Discussing pain perception at an FHT local group

Hereford local group

During our previous meeting, we had a fascinating talk on rethinking pain by Lin Leong, a neurophysiotherapist and yoga teacher, writes Hereford group coordinator Carina Stinchcombe.

Lin gave us an overview of the mechanisms active in persistent pain. As our collective understanding of pain perception develops, it seems that tissue damage, misalignment or degradation are not sufficient explanations in the treatment of persistent pain. Applying the biopsychosocial model to understanding pain, we considered strategies beyond tissue release and remedial action, to support clients with persistent pain.

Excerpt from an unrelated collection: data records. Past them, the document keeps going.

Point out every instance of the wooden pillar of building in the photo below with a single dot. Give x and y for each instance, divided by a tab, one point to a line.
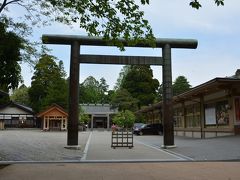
202	118
72	133
168	131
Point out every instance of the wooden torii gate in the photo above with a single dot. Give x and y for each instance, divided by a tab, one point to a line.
76	58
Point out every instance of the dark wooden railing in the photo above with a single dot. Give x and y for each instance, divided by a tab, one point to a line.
122	139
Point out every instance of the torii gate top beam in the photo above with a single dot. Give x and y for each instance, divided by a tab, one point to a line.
98	41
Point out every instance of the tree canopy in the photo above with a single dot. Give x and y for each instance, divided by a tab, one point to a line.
10	46
93	91
139	82
21	96
48	84
180	85
124	119
123	100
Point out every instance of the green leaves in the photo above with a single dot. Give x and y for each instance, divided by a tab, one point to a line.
48	84
180	85
124	119
93	91
140	84
10	46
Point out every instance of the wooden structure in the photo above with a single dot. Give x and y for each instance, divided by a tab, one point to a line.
54	118
209	110
14	115
76	41
122	139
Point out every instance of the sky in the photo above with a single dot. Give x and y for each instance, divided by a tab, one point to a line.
216	29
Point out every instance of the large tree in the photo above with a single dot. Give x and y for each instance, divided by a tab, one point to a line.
123	100
21	96
111	19
139	82
10	46
180	85
48	84
93	91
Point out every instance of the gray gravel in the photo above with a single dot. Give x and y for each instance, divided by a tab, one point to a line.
36	145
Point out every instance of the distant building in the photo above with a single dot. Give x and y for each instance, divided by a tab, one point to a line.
53	118
14	115
100	115
209	110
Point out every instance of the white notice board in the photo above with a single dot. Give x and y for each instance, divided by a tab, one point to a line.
210	115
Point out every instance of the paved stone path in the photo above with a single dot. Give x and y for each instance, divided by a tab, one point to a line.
100	149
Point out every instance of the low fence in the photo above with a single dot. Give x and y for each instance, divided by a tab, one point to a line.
122	139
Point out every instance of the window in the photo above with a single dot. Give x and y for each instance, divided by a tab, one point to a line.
178	117
193	115
222	115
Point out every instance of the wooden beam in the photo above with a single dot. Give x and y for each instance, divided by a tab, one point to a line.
98	41
106	59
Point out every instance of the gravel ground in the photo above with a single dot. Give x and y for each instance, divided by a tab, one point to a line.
36	145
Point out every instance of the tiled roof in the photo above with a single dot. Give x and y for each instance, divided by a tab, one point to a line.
98	109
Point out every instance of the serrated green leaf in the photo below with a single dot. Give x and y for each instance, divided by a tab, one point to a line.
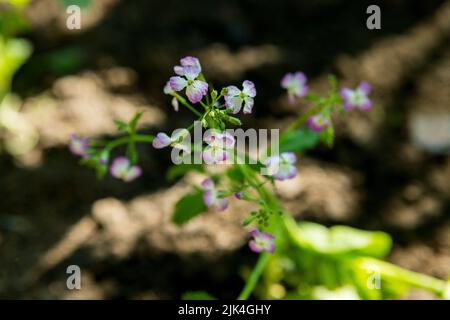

In practice, it can be confusing for a bodyworker to apply a biopsychosocial model to their treatments. A helpful shift is to emphasise the value of validating a client’s experience, using empowering language and creating a safe environment where a client needs to relearn a pain habit. We can also sometimes help a client to identify factors that may increase pain perception, for instance, fear avoidance, leading to habitual and unhelpful movement strategies, tiredness, loneliness, stressful work conditions, anxiety and depression. Many people won’t have made these connections for themselves, so we can use our own treatments and referral networks to help clients access strategies to help with the reduction of pain.

Because translating this theory into practice is so multifaceted, we couldn’t cover applications in much depth, so we plan to have another session later in the year.

Find your local group and feel part of a therapy community!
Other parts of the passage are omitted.